This is the trailer for The Guide for the Married Man, a 1967 movie that turns up often on cable. Back in an earlier posting here, I had this to say about its DVD release…

I'm kind of amazed that they're releasing A Guide for the Married Man since ever since I first got a satellite dish, there have been few moments when it wasn't playing on some station. For a time there, I thought DirecTV had added the All-A Guide for the Married Man-Channel to my lineup, somewhere between the channel that's all M*A*S*H reruns and the one that seems to alternate between showing Hello, Dolly and the equally-entertaining Ron Popeil infomercial for the steak knives. Guide is an odd film. Everyone in it's great, especially Walter Matthau and Robert Morse. There are cameos (briefer than the advertising would have you believe) from Jack Benny, Phil Silvers, Carl Reiner, Sid Caesar and others in that category of performer that is becoming sadly extinct. There are great looking women. There's a bouncy theme song by The Turtles. The film even has a scene where Joey Bishop is very funny, and how often does that happen?
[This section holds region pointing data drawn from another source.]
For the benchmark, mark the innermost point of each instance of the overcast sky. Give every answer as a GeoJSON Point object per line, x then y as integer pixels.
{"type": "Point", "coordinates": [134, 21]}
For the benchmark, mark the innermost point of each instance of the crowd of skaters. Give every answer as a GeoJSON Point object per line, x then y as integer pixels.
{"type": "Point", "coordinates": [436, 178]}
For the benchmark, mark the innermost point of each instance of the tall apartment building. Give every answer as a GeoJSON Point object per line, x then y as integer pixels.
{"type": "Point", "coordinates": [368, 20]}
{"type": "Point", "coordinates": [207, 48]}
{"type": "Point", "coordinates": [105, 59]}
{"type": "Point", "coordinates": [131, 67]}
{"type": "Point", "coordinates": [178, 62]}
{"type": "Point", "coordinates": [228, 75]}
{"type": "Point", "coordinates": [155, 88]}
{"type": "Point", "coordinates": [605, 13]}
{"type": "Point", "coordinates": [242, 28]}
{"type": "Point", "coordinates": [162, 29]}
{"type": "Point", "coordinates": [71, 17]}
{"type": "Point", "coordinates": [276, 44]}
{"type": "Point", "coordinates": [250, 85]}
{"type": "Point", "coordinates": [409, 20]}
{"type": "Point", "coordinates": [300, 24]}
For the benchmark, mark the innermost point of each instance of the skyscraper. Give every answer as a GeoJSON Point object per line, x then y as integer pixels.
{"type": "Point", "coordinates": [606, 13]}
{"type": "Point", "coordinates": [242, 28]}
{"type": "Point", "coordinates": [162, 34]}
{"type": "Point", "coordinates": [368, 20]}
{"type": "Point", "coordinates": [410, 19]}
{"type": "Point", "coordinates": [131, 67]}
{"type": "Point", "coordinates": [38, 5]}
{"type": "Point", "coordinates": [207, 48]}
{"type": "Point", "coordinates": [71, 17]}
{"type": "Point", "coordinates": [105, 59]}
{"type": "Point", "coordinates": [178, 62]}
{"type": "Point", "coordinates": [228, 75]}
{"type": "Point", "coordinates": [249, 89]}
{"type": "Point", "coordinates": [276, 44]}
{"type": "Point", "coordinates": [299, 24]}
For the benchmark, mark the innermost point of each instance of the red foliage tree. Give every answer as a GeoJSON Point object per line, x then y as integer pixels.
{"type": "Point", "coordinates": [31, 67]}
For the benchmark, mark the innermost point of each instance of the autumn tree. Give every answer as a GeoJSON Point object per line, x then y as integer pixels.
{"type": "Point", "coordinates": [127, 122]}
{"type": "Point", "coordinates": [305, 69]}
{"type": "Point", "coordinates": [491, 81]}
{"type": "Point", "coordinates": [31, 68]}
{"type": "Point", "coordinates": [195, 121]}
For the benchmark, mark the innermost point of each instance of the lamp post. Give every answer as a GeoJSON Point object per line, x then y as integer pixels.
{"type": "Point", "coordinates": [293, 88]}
So what's wrong with it? Well, it's one of those sixties' comedies built on the premise that cheating on one's mate is a fun, acceptable and even (in this case) noble thing for one to do. Even if you buy that philosophy, that aspect of the film seems so shallow and sitcom-silly that it's hard to enjoy. If you can get past that, you might. (Two other interesting things about the film: It was directed by Gene Kelly, and you can hear his voice pop up occasionally on a TV set or otherwise off-camera. And he originally wanted to have Matthau and Morse play each other's parts. Matthau kept declining the project until one day when he was telling Billy Wilder about this film he'd been turning down, and Wilder said, "Hey, that would work if you guys switched parts." Matthau decided he was right and said he'd do the picture if they swapped, and the studio agreed.)

Those who live in Los Angeles may get an extra jolly in that the movie was shot all over 1967 Los Angeles, but especially around Century City. Art Carney plays a construction worker…and the structure his crew is putting up soon became that big office building on the southwest corner of Avenue of the Stars and Santa Monica Boulevards. The scenes in the supermarket were filmed in what is now the Gelson's in what is now the Westfield Century City Mall, and there are scenes around the mall itself as it then looked. There are even moments in a tiny amusement park called Ponyland which was then located at the corner of Beverly Boulevard and La Cienega. It was a little rat-trap with cotton candy that seemed to exist only for divorced fathers to have a place to take their kids on the weekend when they had custody. Around 1980, it and some surrounding oil wells were torn down, and the Beverly Center was built on that land. Anyway, if you buy this film and you're bored by what the actors are saying and doing, keep an eye on the backgrounds.